Unlike my father, I do not feel that life is a downhill run. Nor do I think of it as an arc that rises steadily until it reaches its apogee, tapers, and arches back to earth. The fate we choose is inscribed in multiple flights. Some follow the gravity of rise and fall, while others— those of the spirit for example—may never head downward, but climb steadily to the end, where they just drop cliff-like into the dark.

Consequently, there is no right time for last words, no point of demarcation for our adieux. There is no designated moment to set down the summary thoughts of a mind still counting. Whether you begin to die at the beginning—as my father believed — or whether you burn brightly to the end, you can’t wait forever to pass to others what you have learned. When the time approaches you could already have a foot in oblivion, or be crippled by a stroke, or so blasted with pain as to lose the ability to reflect at all.

In this life, they can haul you off without warning. You can step onto the wrong plane, or off the wrong curb, or into the wrong conversation and be gone. A microorganism can stumble into a passage to your heart and douse the lights before you even learn its name. Or the cells of your being—those busy dying since you were born—can go berserk and betray you, metastasizing into a cancer that chokes your last thought. No matter how young you are or how far you get, you can never know if there will be hours enough to finish the page.

Some of us get yanked before our time, while others hang on longer than they should. Still others take themselves out when they think they’ve had enough. But what is enough, particularly if you wise up to master the game? It doesn’t matter. The clock is ticking and the buzzer is set.

This is an injustice that no reformer can repair and no court can redress.
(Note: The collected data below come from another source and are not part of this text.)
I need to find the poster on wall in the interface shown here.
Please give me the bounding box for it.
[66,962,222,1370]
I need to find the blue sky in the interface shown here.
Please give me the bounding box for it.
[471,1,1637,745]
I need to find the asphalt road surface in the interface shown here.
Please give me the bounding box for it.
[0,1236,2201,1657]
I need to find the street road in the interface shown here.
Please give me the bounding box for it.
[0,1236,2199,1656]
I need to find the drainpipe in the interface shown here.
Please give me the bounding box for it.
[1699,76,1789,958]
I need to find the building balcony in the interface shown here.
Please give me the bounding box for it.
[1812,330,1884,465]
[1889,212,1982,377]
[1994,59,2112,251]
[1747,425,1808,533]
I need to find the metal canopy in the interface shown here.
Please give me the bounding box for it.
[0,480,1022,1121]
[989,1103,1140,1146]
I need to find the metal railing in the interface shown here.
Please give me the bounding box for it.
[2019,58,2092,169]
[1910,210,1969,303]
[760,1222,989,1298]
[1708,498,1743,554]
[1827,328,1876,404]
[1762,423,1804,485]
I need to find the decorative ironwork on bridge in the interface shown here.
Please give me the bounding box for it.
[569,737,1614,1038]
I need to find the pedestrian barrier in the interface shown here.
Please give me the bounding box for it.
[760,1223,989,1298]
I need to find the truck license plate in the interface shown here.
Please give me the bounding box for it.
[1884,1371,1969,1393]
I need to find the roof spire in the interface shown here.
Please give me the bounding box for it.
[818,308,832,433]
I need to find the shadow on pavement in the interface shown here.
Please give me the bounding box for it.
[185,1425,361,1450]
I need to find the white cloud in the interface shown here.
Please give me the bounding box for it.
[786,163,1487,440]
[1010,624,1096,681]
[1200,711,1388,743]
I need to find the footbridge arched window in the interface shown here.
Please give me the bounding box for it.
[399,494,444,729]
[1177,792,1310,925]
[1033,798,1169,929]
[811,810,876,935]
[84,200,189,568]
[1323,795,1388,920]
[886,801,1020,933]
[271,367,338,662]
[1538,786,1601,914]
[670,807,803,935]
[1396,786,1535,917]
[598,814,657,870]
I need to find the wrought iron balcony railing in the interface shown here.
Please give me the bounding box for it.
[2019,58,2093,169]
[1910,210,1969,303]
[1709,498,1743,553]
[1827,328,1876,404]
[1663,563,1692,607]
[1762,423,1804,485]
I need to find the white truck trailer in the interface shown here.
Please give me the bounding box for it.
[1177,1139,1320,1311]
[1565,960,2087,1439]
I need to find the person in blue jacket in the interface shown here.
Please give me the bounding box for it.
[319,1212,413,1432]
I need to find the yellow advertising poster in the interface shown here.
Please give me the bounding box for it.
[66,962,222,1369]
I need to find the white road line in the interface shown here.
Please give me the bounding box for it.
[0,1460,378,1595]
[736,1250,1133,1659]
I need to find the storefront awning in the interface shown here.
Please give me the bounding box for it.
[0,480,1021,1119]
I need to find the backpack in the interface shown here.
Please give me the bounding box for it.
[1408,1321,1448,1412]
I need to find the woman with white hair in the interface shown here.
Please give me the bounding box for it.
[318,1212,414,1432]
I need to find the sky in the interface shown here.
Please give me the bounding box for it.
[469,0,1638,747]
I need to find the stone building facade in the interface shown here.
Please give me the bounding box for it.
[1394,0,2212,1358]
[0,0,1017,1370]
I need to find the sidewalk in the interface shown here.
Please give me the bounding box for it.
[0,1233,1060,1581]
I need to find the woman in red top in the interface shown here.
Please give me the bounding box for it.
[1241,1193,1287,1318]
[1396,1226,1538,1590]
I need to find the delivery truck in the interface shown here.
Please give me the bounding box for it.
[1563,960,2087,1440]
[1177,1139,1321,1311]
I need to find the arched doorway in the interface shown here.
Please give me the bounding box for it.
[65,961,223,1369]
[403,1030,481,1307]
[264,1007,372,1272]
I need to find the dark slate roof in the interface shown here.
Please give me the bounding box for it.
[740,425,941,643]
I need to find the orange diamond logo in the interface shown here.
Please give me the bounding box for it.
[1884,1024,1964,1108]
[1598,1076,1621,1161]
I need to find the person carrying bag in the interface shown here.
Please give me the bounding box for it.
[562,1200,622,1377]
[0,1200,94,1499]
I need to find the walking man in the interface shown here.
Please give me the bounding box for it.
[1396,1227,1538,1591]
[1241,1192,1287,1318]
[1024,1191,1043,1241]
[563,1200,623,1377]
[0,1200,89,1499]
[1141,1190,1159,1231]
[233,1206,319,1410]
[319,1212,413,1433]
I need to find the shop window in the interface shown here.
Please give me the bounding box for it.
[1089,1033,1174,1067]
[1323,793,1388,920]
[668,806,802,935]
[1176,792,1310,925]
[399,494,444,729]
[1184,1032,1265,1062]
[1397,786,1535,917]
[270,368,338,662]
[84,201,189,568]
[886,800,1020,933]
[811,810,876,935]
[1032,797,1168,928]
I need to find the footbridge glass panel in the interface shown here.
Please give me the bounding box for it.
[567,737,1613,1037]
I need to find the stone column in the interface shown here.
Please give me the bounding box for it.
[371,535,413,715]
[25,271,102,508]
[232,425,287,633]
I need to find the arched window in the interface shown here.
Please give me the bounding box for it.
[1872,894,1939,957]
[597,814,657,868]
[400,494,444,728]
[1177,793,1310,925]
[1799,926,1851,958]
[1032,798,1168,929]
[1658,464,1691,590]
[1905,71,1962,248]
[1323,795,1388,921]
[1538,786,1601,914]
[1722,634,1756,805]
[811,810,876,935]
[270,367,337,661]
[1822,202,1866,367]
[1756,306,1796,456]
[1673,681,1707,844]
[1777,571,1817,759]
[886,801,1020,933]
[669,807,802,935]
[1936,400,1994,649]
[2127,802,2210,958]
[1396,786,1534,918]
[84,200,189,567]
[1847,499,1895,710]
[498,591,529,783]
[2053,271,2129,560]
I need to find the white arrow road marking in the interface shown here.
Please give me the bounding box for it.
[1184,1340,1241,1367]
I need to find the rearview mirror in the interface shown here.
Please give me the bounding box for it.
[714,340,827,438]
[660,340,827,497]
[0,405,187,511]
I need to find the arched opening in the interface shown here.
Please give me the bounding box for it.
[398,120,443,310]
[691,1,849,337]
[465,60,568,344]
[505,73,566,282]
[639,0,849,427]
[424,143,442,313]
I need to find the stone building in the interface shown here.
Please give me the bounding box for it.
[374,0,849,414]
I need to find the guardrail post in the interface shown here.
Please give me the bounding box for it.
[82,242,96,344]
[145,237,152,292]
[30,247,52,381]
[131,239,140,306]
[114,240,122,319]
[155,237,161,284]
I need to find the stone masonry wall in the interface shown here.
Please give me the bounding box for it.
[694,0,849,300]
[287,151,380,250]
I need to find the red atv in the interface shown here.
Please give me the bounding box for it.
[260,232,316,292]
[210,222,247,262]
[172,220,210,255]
When I began these pages I was living in a Mediterranean-style house perched like an eyrie on the palisades high above the Pacific Ocean. I had gravitated to this refuge only two years before in what I realized was an homage to the passion I inherited from my father. It was the only one he ever really allowed himself— his unfulfilled longing for the sea.

On crystal days, which were many, I would look out through picture windows to my only horizon, a panorama of whitecaps and blue water, and miss him. In such moments, my father’s ghost would sometimes return to haunt me. I could see the face I had both loved and feared approach on the ether of memory until it was only a breath away.